Chateau d’Yquem: a Perfect Score, a Pretty Price!
by Debra Meiburg MW
Oh my! This was the collective gasp around the wine industry when Chateau d’Yquem 2001 hit the market in 2005! Having received a whopping 100-point rating by both Wine Spectator and Robert Parker, the two most influential point-giver-outers in the world, the mad scramble for the newly released bottles was messier than a World Cup scrum.
Why all the fuss? Parker, arguably the world’s most influential wine critic, had ascribed the coveted 100-point score to this regal wine only twice before—to the inaccessible 1811 and 1847 vintages.
That said, in the sweet wine region of Sauternes, Chateau d’Yquem has held the throne for centuries, wooing a loyal constituency even in the worst of vintages. Highly prized by collectors, it is consistently the highest priced, most sought after sweet wine in the world.
Shackled with a tangle of consonants and vowels, Chateau d’Yquem is usually referred to simply as Yquem (pronounced ee-kem) with the letter “d” articulated only when the word chateau is parked in front of it.

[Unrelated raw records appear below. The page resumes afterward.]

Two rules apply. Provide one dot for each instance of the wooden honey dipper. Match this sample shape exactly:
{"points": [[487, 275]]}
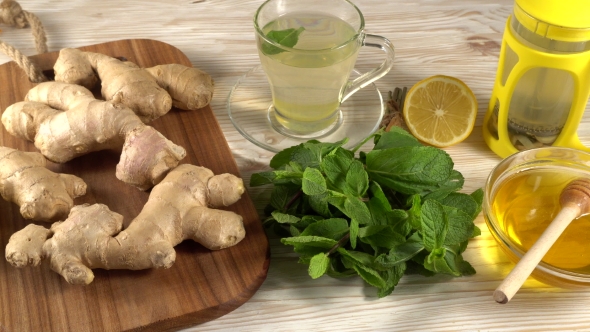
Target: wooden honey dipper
{"points": [[575, 202]]}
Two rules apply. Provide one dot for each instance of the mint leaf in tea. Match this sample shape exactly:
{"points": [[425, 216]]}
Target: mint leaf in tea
{"points": [[287, 38]]}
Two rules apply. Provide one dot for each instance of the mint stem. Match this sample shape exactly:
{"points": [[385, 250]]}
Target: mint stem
{"points": [[363, 142]]}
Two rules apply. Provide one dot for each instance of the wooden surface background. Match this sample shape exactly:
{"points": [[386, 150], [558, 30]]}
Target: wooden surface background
{"points": [[460, 38]]}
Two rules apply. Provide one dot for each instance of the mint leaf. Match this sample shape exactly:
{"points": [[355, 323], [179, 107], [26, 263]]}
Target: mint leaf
{"points": [[461, 201], [357, 180], [277, 177], [284, 218], [434, 225], [319, 204], [478, 198], [460, 226], [381, 236], [335, 167], [369, 275], [409, 170], [287, 38], [357, 257], [334, 228], [312, 153], [354, 231], [401, 253], [395, 138], [318, 265], [392, 278], [453, 183], [314, 182], [415, 212], [282, 195], [357, 210], [312, 241], [283, 158]]}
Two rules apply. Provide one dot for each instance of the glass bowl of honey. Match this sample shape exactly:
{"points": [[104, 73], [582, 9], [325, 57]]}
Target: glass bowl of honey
{"points": [[522, 198]]}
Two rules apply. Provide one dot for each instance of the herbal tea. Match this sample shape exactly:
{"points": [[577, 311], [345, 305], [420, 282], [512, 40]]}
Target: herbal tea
{"points": [[306, 86], [526, 203]]}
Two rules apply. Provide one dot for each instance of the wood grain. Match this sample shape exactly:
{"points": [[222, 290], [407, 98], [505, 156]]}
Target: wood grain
{"points": [[200, 286]]}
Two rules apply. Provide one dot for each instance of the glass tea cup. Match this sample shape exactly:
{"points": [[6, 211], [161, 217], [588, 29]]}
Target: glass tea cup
{"points": [[308, 49]]}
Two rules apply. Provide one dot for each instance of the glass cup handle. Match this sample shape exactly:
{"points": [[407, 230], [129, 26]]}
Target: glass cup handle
{"points": [[369, 77]]}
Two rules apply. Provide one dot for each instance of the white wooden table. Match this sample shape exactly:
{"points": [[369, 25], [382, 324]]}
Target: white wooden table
{"points": [[459, 38]]}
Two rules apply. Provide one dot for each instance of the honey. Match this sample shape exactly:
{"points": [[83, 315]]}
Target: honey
{"points": [[525, 202]]}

We owe this nectar of the gods to an action by a fungus called botrytis cinerea. Because botrytis cinerea is asexual, it doesn’t bother dating around, but reproduces immediately by forming spores that surreptitiously hitchhike from grape to grape. This sexually-liberated fungus is the spore-forming version of – I am not making this up– botryotinia fuckelianano.

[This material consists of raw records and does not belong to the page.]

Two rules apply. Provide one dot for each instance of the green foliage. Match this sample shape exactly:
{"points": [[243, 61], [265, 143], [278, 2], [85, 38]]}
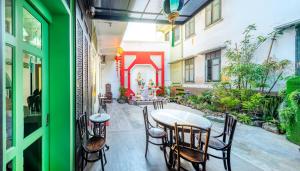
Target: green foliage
{"points": [[122, 91], [244, 118], [287, 117], [294, 97], [229, 103], [288, 110], [242, 70]]}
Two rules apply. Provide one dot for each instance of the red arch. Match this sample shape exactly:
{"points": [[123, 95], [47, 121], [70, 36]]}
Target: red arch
{"points": [[141, 58]]}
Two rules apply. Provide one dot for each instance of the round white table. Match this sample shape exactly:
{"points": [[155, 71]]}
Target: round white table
{"points": [[99, 118], [168, 118]]}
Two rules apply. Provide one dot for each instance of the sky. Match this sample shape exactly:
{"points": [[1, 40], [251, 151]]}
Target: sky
{"points": [[140, 32]]}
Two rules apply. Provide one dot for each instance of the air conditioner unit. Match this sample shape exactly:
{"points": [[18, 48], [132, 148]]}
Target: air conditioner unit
{"points": [[102, 59]]}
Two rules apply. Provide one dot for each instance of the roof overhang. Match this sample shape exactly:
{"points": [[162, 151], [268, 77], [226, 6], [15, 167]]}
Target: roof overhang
{"points": [[142, 10], [288, 25]]}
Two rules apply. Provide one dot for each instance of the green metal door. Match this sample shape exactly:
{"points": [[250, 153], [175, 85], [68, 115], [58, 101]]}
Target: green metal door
{"points": [[26, 92]]}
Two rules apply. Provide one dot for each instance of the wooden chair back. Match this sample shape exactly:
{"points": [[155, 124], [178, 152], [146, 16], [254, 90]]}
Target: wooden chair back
{"points": [[185, 137], [158, 104], [146, 119], [229, 129], [82, 128]]}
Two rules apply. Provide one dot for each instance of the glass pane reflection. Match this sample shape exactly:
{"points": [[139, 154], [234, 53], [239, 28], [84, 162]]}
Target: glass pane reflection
{"points": [[33, 156], [31, 29], [32, 90], [9, 95], [8, 16]]}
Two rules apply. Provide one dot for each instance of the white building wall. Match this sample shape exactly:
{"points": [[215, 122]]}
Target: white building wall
{"points": [[151, 46], [236, 16]]}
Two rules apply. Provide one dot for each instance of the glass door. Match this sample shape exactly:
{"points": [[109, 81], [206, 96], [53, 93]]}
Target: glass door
{"points": [[26, 90]]}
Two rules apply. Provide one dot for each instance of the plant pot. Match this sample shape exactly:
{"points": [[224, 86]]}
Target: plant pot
{"points": [[258, 123], [270, 127]]}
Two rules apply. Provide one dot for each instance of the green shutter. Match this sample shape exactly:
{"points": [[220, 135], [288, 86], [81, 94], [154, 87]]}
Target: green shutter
{"points": [[297, 62]]}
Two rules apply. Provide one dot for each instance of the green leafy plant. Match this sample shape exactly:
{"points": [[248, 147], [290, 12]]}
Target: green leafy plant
{"points": [[229, 103], [244, 118], [288, 110], [287, 117], [254, 104]]}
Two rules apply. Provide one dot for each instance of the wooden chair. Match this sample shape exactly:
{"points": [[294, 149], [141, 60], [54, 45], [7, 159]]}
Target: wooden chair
{"points": [[158, 104], [223, 142], [187, 148], [153, 132], [102, 104], [108, 93], [90, 143]]}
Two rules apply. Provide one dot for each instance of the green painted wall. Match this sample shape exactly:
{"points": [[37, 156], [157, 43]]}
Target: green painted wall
{"points": [[60, 41], [298, 50], [61, 91]]}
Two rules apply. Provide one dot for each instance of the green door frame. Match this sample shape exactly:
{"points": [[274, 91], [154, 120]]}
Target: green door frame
{"points": [[1, 77], [60, 146]]}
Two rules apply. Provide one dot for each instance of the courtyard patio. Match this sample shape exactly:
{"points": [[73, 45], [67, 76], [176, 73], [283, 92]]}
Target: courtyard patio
{"points": [[254, 149]]}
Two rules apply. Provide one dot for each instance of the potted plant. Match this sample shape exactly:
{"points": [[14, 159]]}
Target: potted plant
{"points": [[122, 99]]}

Botryis cinerea, more poetically known as “noble rot” has a shameless sweet tooth. Thriving on sweet juicy pulp, the fungus systematically punctures grape skins with needle-like fibres in order to feed on the rich juice. Over a period of time, these microscopic holes allow the watery liquid in the grape to evaporate quietly, resulting in a grape with intensely concentrated sweetness. As the infection progresses, the grapes turn brown, wrinkled and furry, similar to what one finds in the fridge after returning from holiday.
While many new world regions produce top quality sweet wines, there’s only one wine that has managed to come close to Sauternes style: DeBortoli’s Noble One. Julie Mortlock, winemaker of the famed Australian wine, points out that noble rot does not progress evenly through the vineyard and “it is common to have bunches with some grapes brown and shriveled while others are green.” As anyone acquainted with Yquem’s marketing materials knows, the chateau painstakingly harvest its grapes in multiple rounds, or tris, to ensure all grapes are equally endowed with botrtyic influence. Julie argues that mixing in a few uninfected, green grapes helps provide refreshing acidic balance to her wines, as well as preventing the pressing process from getting gummed up. Squeezing juice out of a clump of gooey, rotting raisins isn’t easy, nor does it yield much juice, which explains the stratospheric prices of Chateau d’Yquem. But pay we do, for no price is too high to sip liquid gold.